23rd May 2009 | Musings | 1 comment

I’m still mulling over a remark made by the marvellous pianist Piotr Anderszewski in a Telegraph interview I read on the plane to Berlin. Asked why he doesn’t play much chamber music, Anderszewski replied, ‘Well…I’m a solitary person. But also I like to lie down, and you can’t do that if you’re rehearsing with another person. I really love to lie down, it’s the natural position. Standing up is horrible – look! It’s so insecure, and so high!.. I wish someone would invent a piano I could play lying down, I would be so happy!”

This is the most ingenious defence I’ve heard so far for not playing chamber music. But I don’t see why chamber music should be uniquely singled out for its verticality. He might as well say that he doesn’t accept concerto engagements because they require him to be in an upright position. It’s true that most piano concertos require no more than half an hour of public verticality, whereas performances of chamber music generally demand two hours of it. But then so do solo piano recitals. It is very puzzling. Of all the difficulties involved in chamber music, I’d say that the impossibility of lying down is one of the less maddening.

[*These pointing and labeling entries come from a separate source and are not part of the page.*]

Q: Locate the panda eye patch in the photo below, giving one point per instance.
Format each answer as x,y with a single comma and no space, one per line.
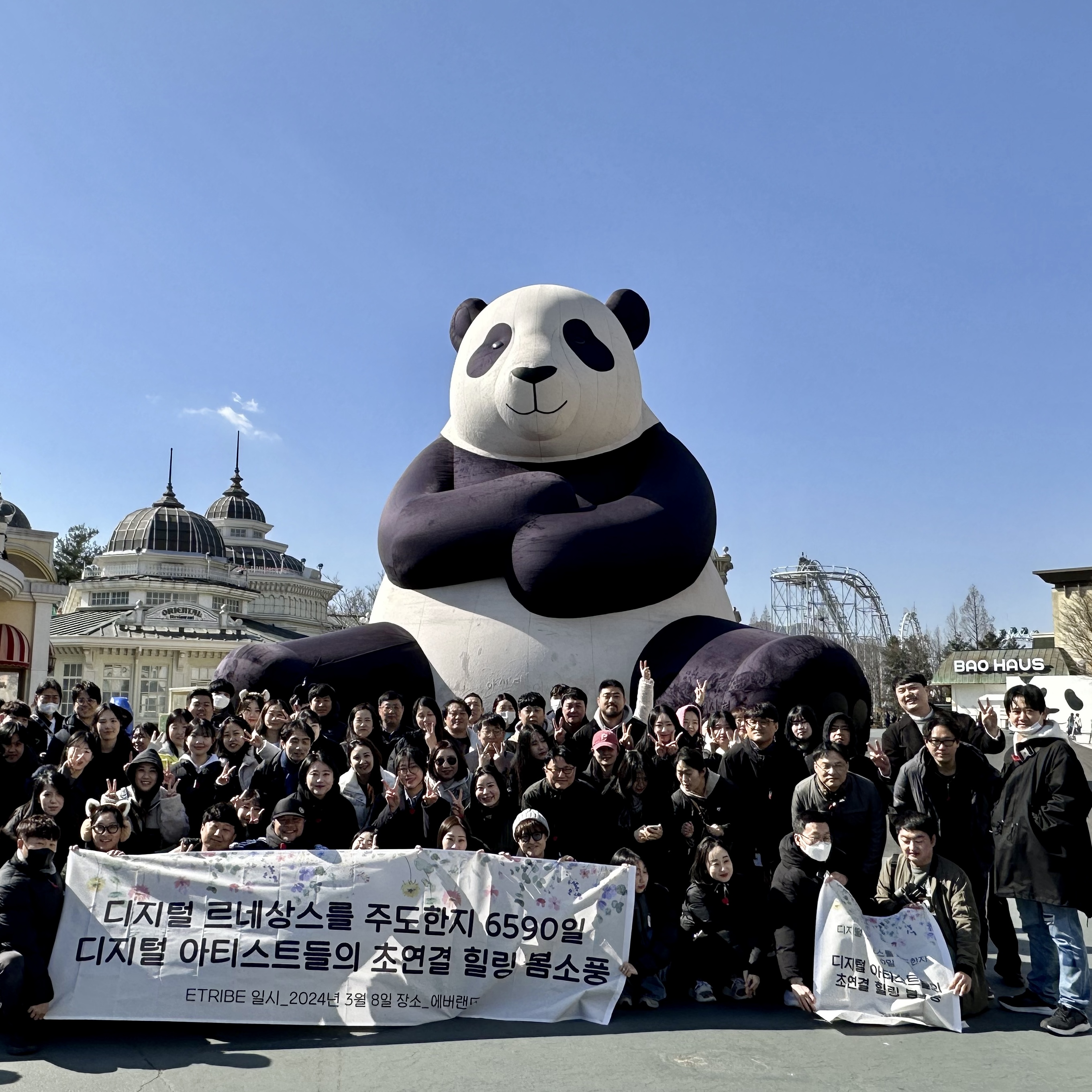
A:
488,354
579,338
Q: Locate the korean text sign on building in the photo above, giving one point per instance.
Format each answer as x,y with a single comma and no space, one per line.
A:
383,937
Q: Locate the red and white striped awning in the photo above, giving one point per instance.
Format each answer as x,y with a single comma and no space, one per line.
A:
14,648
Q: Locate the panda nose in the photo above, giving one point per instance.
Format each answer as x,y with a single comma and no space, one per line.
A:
534,375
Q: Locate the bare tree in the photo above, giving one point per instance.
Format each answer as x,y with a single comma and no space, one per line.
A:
352,606
976,622
1075,628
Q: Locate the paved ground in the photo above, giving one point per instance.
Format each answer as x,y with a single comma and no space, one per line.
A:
682,1047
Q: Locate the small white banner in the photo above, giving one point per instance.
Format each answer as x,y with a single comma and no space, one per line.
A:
329,937
882,970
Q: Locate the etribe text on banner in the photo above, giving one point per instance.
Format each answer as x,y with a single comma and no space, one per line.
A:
326,937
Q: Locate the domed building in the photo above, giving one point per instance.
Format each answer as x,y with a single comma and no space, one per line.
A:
29,593
175,591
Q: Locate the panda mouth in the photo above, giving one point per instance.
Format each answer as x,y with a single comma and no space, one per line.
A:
545,413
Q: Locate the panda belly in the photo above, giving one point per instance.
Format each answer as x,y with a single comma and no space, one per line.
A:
478,637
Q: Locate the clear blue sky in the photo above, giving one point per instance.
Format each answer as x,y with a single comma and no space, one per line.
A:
863,232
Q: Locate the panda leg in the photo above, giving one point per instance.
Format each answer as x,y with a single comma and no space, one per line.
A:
359,663
744,669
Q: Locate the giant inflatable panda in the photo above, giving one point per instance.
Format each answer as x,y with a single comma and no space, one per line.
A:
555,532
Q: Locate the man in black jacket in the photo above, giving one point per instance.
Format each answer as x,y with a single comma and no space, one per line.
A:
904,739
573,808
955,784
807,855
31,896
766,771
1044,861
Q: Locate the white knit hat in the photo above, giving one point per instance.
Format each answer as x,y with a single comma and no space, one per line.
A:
530,814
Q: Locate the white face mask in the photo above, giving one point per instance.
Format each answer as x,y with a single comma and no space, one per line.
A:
818,852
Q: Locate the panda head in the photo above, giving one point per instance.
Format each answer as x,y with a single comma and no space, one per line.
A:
546,374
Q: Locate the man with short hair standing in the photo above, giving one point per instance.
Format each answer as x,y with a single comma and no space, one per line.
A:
1044,861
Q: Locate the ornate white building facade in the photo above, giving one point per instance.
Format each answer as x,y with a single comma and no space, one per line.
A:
174,592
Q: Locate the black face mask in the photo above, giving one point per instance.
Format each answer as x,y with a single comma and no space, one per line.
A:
39,859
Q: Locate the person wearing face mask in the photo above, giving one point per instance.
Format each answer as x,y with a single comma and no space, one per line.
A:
1043,859
31,898
807,857
504,706
46,720
222,694
855,814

I’m baffled too by his reference to the ‘high, insecure’ pursuit of standing up. Surely he doesn’t stand up to play chamber piano parts? Perhaps, when he thinks of chamber music rehearsals, he imagines himself seated at the piano beside a tall violinist who might at any moment sway, totter and fall on top of him – crying ‘Timbre!’

1 Comment

  1. Maya

    I think his main point is that he likes to lie down regularly during rehearsals, and that he’s not at liberty to do that as and when he wants if he is rehearsing with other people in a chamber group-style scenario? I think he then accidentally conflated the rest of what he says (about uprightness in general) with that point, although actually I think his main point is the ‘lone wolf’ one.